Monday, November 30, 2009

On Police Dogs

This morning, a German Shepherd used by the Minneapolis police department fell off a roof and died.

The final line bothered me: "Canines are called in during assignments the MPD deems too unsafe for their human partners"

Oh how we expect so much from dogs. They cannot give true consent, yet we send them into situations considered too dangerous by human standards.

I have never met a drug-sniffing dog, but I have met several K-9 police dogs. All were stressed out, slightly unpredictable, high-wired, highly reactive dogs. It isn't just breeding - I've met some of their siblings who live in companion homes and their behavior is far different. I do wonder if it is partially the result of being exposed to highly stressful daily activities. I am certain there are dogs who are far different than the police dogs I've met, and really, I'd like to meet more of them. Because from what I've seen, being a police dog isn't just dangerous work, it can be mentally and physically unhealthy for the dogs.

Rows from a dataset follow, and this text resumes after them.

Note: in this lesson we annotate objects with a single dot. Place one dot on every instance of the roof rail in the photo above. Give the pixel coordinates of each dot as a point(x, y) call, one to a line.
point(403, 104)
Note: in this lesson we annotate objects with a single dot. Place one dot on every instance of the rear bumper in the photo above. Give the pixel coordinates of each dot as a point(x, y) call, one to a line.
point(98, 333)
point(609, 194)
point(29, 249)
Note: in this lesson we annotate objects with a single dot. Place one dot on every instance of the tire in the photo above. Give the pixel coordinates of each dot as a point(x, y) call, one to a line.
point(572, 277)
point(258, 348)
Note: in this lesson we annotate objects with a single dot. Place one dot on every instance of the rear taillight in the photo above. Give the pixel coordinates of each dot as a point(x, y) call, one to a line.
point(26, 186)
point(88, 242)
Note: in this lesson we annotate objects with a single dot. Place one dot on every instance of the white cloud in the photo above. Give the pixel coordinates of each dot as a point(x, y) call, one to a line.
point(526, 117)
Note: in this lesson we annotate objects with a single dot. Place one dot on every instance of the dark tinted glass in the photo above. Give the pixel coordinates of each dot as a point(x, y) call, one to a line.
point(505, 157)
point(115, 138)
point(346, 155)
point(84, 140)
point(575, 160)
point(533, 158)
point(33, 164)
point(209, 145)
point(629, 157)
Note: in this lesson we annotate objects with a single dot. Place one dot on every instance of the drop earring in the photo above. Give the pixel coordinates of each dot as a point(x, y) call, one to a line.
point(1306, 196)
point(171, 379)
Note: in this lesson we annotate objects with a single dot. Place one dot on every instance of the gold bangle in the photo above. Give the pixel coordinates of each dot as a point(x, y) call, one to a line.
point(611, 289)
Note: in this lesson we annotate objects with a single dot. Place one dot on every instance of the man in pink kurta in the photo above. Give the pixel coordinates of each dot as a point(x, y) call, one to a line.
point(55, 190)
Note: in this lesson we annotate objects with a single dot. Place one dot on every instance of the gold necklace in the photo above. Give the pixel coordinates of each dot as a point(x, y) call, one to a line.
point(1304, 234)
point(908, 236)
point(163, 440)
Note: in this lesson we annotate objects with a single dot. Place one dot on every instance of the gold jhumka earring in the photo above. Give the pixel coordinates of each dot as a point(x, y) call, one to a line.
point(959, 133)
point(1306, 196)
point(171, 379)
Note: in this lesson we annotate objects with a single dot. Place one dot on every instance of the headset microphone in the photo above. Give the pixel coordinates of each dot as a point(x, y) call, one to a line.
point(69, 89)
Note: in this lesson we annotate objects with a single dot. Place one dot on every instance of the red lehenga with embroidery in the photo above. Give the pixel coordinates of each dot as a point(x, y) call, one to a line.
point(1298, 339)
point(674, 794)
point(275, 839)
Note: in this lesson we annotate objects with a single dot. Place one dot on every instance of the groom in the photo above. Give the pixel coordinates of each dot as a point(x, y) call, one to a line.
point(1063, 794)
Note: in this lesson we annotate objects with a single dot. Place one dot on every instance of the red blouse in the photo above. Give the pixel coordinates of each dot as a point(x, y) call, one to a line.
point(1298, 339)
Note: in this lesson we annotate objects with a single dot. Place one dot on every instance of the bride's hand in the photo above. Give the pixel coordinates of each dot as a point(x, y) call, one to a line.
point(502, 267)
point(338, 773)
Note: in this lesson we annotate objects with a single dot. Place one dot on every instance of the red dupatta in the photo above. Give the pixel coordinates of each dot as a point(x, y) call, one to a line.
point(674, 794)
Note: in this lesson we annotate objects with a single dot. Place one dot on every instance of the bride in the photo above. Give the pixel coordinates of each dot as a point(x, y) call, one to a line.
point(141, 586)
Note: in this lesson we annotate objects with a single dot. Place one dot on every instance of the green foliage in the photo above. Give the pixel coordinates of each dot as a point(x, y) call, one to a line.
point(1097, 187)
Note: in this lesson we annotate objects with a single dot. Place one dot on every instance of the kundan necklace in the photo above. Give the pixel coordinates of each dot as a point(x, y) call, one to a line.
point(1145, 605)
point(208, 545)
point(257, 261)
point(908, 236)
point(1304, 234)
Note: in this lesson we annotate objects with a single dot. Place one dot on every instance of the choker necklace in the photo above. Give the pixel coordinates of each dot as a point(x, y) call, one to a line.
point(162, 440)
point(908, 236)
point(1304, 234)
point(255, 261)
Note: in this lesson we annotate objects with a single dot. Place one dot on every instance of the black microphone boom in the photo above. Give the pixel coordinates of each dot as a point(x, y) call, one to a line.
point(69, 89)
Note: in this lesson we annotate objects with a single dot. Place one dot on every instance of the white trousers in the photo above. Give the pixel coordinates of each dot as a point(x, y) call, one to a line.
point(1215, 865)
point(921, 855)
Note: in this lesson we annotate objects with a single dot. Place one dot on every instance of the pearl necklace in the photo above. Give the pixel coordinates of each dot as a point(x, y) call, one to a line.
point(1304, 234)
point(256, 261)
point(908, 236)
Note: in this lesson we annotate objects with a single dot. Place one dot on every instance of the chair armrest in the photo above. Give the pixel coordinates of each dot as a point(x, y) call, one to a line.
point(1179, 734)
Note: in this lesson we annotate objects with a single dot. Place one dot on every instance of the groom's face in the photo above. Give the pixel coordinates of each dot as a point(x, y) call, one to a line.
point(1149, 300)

A note about the picture: This is one of the police dogs who patrol the streets in my town. She's a 6-yr-old German Shepherd. She would not let go. Her handler nearly had to beat her off to loosen her grip. After this public demonstration, the handler gave her a little time to calm down and then invited people to pet her. I wouldn't touch her with a 10-ft pole. She was tense, nervy, and looked ready to bolt or bite. She didn't do either, but her body language screamed "I am not comfortable with this". We also have a K-9 Malinois who is beautiful to watch work sniffing out contraband, but who is also highly reactive, dog aggressive and ready to chomp on anyone's arm who looks at him funny.

 At the same event, there was King. He reminds me a little of a picture Retrieverman recently posted of a 1915 German Shepherd. King was imported from Germany and weighs about 65 lbs. He has a pretty straight top line and was is this lithe, rangy Shepherd. I had been so used to seeing thick, large, slope-backed GSDs, I never realized they could look so athletic. I wish I had gotten a standing, profile picture, but he was far too interested in lounging. His owner/guardian gushed about him, his temperament and personality, his solidness and joy. Oh, pride! I was permitted to not only touch his soft head but hug him, I do so love a dog who permits the rude behavior of hugging with dignity and grace. :) From a perfect stranger, no less!

King's guardian was not impressed by the police dog. He wouldn't let his kids go near her, and suggested I do the same (I agreed). King did protection work, farm work (his guardian says he was a little bit of a mouthy herder, though), and home work (raising his kids right, heh). He never wanted to see any of King's pups become police dogs. At the time, I didn't think to ask why (it seemed glaringly obvious next to that crazy beast of a police dog, tense and alert nearby).

I realize I'm meandering. I was originally going to talk about both the Minneapolis police dog and another tagless, chipless drug-sniffing dog who was accidentally euthanized at a shelter. But I started thinking about King and the police dogs I've met and this is the result.

1 comment:

Anonymous said...

It's been a terrible week for the Twin Cities' finest.

I have several friends who compete in Schutzhund, Mondioring and Protection Sport. Their dogs don't have the same over-amped, unfocused energy I see in far too many police K9s.

I wonder if this is because nearly all the competition dogs are pets or if the difference is due more to training. The competition folks are obsessed with training and some of those dogs are wonderful.